The Irvine Company plans to develop 270,000 square feet of Irvine offices in a move many will read as the start of a new phase in the commercial real estate sector’s comeback.
The developer is set to build five low-rise office buildings on speculation it can find tenants for the space. The buildings are marked for the Irvine Technology Center near The Marketplace shopping center straddling Irvine and Tustin.
The plan already has made waves in the commercial real estate sector, where people have waited for years for a major development company to commit to putting up big buildings for lease.
“It has been about three years since we have done anything over 100,000 square feet,” Irvine Co. spokesman Bill Rams said.
The Newport Beach-based developer should break ground on the buildings by summer, Rams said.
During the commercial real estate downturn that started in 2001, the Irvine Co. stayed busy developing neighborhoods and refurbishing shopping centers and office buildings.
In 2003, the Irvine Co. did put up a 50,000-square-foot office building near its headquarters in Newport Beach. But that was seen as a special case in a specific area,Newport Center,and not a reflection of the broader market.
The Irvine Technology center is 97% full, according to Rams. Tenants include Bax Global Inc., an Irvine-based unit of Virgina’s Brinks Co., as well as Irvine-based New Century Financial Corp. and Woodland Hills-based insurer 21st Century Insurance Group.
The center has an “ideal location” near the Santa Ana (I-5) Freeway and the Eastern and Foothill toll roads, Rams said, drawing workers from Orange County and the Inland Empire.
The company’s plans in Irvine have brokers buzzing.

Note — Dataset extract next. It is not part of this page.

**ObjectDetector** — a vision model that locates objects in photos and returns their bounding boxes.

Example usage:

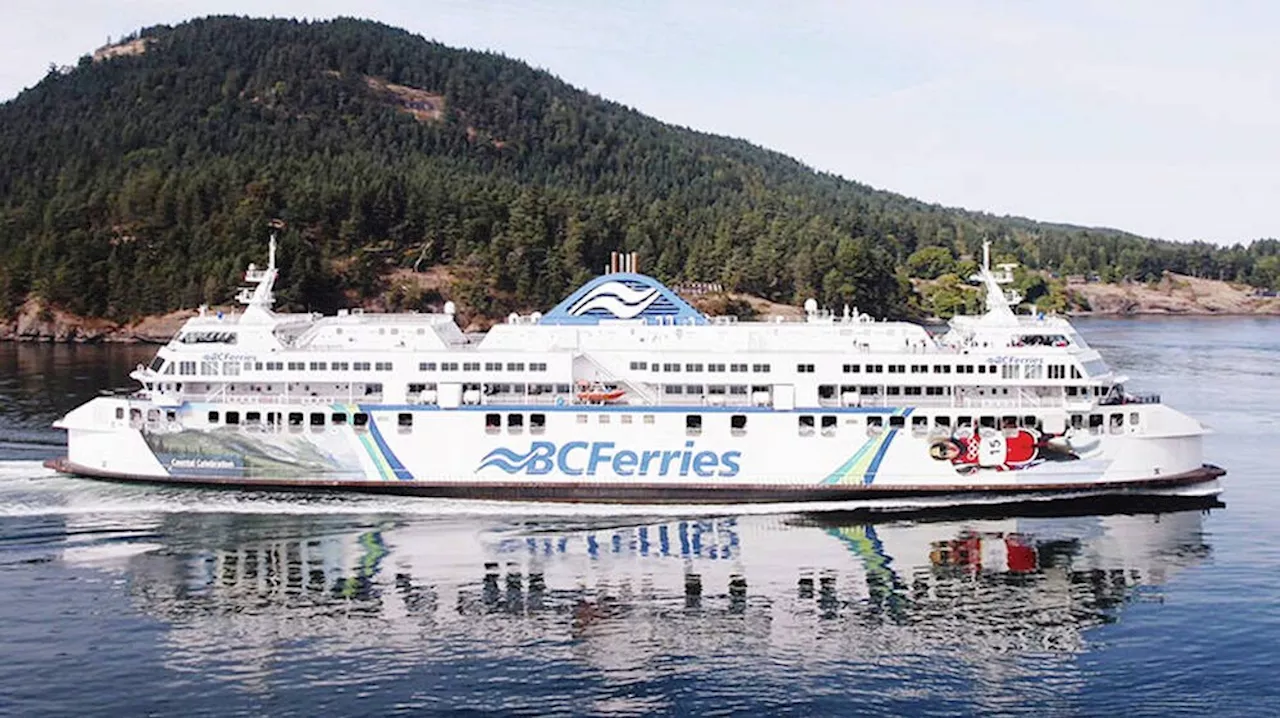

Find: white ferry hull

[45,398,1222,506]
[45,238,1222,504]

“They are definitely seeing the market firm up,” said Kurt Strasmann, managing director with Grubb & Ellis Co., referring to Irvine Co. executives. “I think office development is going to come around next year.”

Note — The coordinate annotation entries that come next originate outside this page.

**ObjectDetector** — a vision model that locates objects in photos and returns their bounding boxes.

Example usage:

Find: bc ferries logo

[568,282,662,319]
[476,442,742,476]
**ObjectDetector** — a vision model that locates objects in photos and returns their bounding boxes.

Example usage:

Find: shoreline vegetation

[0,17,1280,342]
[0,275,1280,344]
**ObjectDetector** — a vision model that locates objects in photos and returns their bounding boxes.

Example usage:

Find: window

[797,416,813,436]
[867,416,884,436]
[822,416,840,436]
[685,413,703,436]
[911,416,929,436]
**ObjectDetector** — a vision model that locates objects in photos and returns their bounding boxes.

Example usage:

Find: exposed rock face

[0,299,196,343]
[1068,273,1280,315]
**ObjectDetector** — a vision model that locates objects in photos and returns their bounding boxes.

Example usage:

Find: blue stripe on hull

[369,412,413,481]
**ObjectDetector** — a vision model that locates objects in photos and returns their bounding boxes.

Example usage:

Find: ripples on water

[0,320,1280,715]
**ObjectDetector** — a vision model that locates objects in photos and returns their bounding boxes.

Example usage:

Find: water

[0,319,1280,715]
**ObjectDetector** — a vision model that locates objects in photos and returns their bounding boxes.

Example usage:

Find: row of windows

Indeed, office development in the county appears poised for a comeback next year, at least among developers of low-rise buildings.
The catalyst: lower vacancies.
The county’s vacancy rate dipped to 11.5% in the third quarter, down from 14.5% last year, according to CB Richard Ellis Group Inc. The closer it gets to 10%, the stronger the market, brokers said.
Two developers are planning separate projects in Aliso Viejo next year.
Parker Properties LLC plans to start construction in February on a 140,000-square-foot, four-story office building at its Summit Office Campus. The developer, which counts the Summit as its headquarters, plans a second 120,000-square-foot building in 2006.
Not far away, Shea Properties, the commercial arm of Walnut-based J.F. Shea Co., plans a 75,000-square-foot, three-story office building at its Vantis complex. Shea Properties also is based in Aliso Viejo.
But don’t expect to see office high-rises popping up anytime soon, brokers said.
“What’s going to affect development is the cost of construction today,” said Greg Brown, senior director with Cushman & Wakefield Inc.
Higher prices for steel and concrete stand to deter construction of office towers, at least until rents rise further.
And that could be in the works. According to some brokers, a lack of large blocks of space for lease could lead to rental rates rising quickly next year.